「マジック・イン・ムーンライト」

knockeye2015-04-17

 米朝師匠が亡くなったのに、このブログで何も書かなかったのは薄情なようだけれど、米朝師匠の場合は、何年も前から、少しずつ少しずつ準備をなされていたかの感があり、大往生としか言いようがないものを、今さら駄文を書き連ねるのも、何か空々しいとしかおもえなかった。
 私が初めて米朝師匠の(ところで、関西人はまず例外なく「米朝師匠」と呼称する。噺家でも、弟子でもなくても。「桂米朝」などと呼び捨てにするのはよほどの田舎者か、北朝鮮のスパイだろう。)噺を聴いたのは、サンケイホールで「土橋万歳」だった。 それ以来、今に至るまで、他の噺家が「土橋万歳」というネタをやるのを聴いたことがない。初心者にふさわしいネタであったかどうか疑問だが、それでも、細部こだわって演じられる、奥行きの深い噺の世界に魅了された。落語という芸の楽しみそのものを教わった。米朝師匠はそういう存在だった。
 さて、「マジック・イン・ムーンライト」の話だが、毎年、ウディ・アレンの映画を観に行くようになって、これはなんか、米朝師匠の落語会を聴きにいく感じに似てるなと思い始めている。ウディ・アレンの映画のスタイルは、彼がNYでスタンダップコメディを演じていた頃の語り口を想像させる。小林信彦によると、声が小さすぎてあまり受けなかったという話だが。
 前回の「ブルー・ジャスミン」は、実を言えば、救いのない苦い悲劇なのを、ジャズをBGMに軽やかに語り終えた、ストーリーテリングのあざやかさに感服したのだったが、今回の「マジック・イン・ムーンライト」も実に小粋だ。「ブルー・ジャスミン」は、思いがけず(というと失礼だが)、ケイト・ブランシェットアカデミー賞を獲得したわけだが、もし、デートにオススメするなら、まちがいなくこっちだ。
 「英国王のスピーチ」のコリン・ファースが、皮肉屋のマジシャンを演じている。台詞の中にも「ミザントロープ」という単語が出てきたように思う。英語が聞き取れるわけではないが、「ミザントロープ」は、モリエールの戯曲のタイトルだし。「人間ぎらい」とか訳されているが、「ミザントロープ」という言葉は、どうも元のフランス語のまま世界中に通用しているようなのがなんとなく可笑しい。

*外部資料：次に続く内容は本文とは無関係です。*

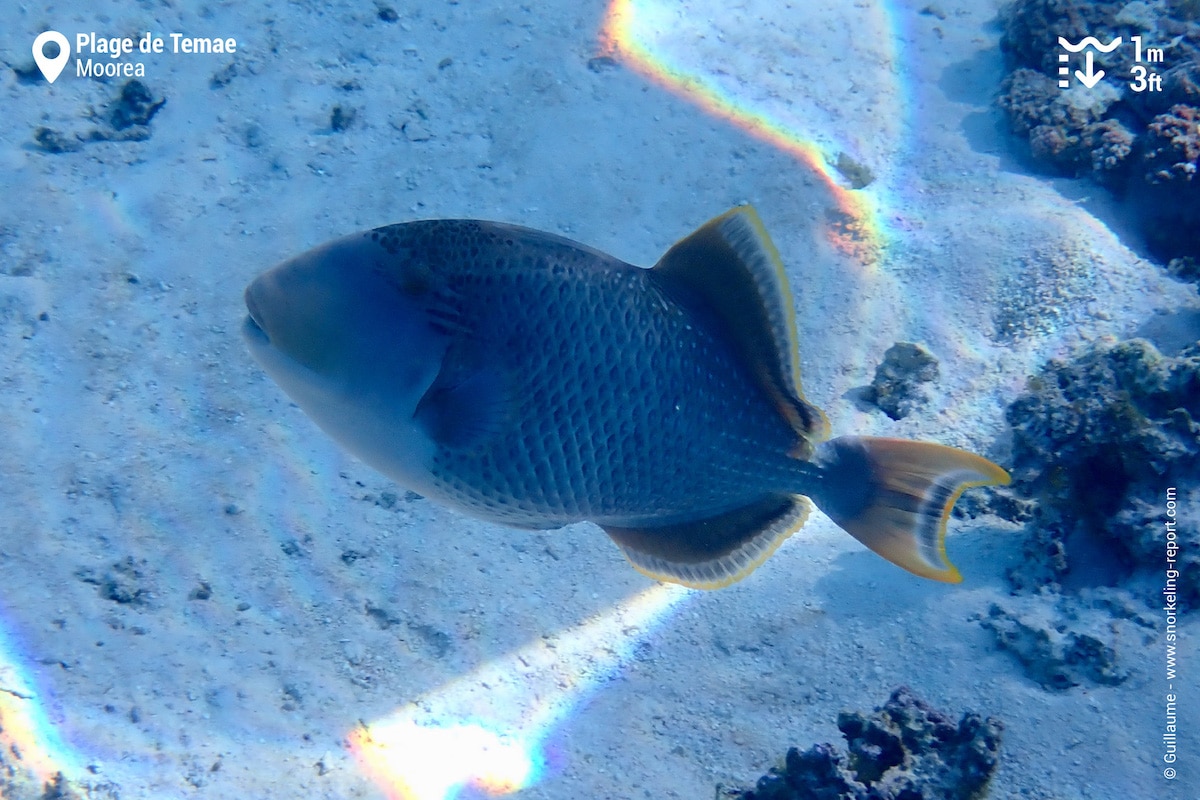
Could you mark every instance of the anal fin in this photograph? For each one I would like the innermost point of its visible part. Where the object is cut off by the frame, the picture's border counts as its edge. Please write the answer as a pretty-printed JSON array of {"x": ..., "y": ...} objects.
[{"x": 714, "y": 552}]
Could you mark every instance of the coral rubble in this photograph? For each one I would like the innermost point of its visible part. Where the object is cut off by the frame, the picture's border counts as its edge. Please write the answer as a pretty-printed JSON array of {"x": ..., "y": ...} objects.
[
  {"x": 898, "y": 385},
  {"x": 1103, "y": 444},
  {"x": 1138, "y": 128},
  {"x": 904, "y": 751}
]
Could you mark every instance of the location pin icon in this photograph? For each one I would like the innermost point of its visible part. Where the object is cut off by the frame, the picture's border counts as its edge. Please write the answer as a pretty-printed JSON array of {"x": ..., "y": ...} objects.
[{"x": 52, "y": 67}]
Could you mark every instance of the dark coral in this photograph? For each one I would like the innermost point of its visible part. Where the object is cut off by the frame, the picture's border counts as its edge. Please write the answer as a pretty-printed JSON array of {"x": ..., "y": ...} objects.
[
  {"x": 1097, "y": 443},
  {"x": 1126, "y": 134},
  {"x": 1169, "y": 191},
  {"x": 905, "y": 751},
  {"x": 898, "y": 386},
  {"x": 1056, "y": 653}
]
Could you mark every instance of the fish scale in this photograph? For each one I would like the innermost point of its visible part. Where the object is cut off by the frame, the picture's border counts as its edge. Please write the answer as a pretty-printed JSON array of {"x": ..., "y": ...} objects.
[
  {"x": 575, "y": 420},
  {"x": 531, "y": 380}
]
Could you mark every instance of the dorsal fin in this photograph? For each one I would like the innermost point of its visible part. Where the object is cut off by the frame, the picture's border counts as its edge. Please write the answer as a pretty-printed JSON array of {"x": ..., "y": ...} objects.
[{"x": 732, "y": 266}]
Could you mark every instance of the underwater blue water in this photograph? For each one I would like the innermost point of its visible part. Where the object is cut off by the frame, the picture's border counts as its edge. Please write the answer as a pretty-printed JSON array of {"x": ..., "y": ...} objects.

 コリン・ファースのその「ミザントロープ」ぶりが、なんと言っても(いまプロットの転換点になっているあるシーンを思い出して笑っているところ)ちょっとしたものだが、思い出してみれば「ブリジット・ジョーンズの日記」のころから、この人のオハコというか、モチネタというか、そういうものかもしれない。
 ヒロインは、「バードマン」で、マイケル・キートンの娘役を演じたエマ・ストーン。1920年代のファッションが話題になっていたが、この頃と「バードマン」までの間には、大恐慌と数え切れない戦争が挟まっているわけだが、「グランド・ブダペスト・ホテル」とか、邦画で言えば、「小さいおうち」とかに描かれたモダニズムの時代に、人々が多分なんとなく信じていた人間性への信頼を、私たちは思い出してみてもいいわけである。というか、こうした「あたりまえ」の人間性を声高な教条主義に否定させないことを私としては信条にしているつもりでいる。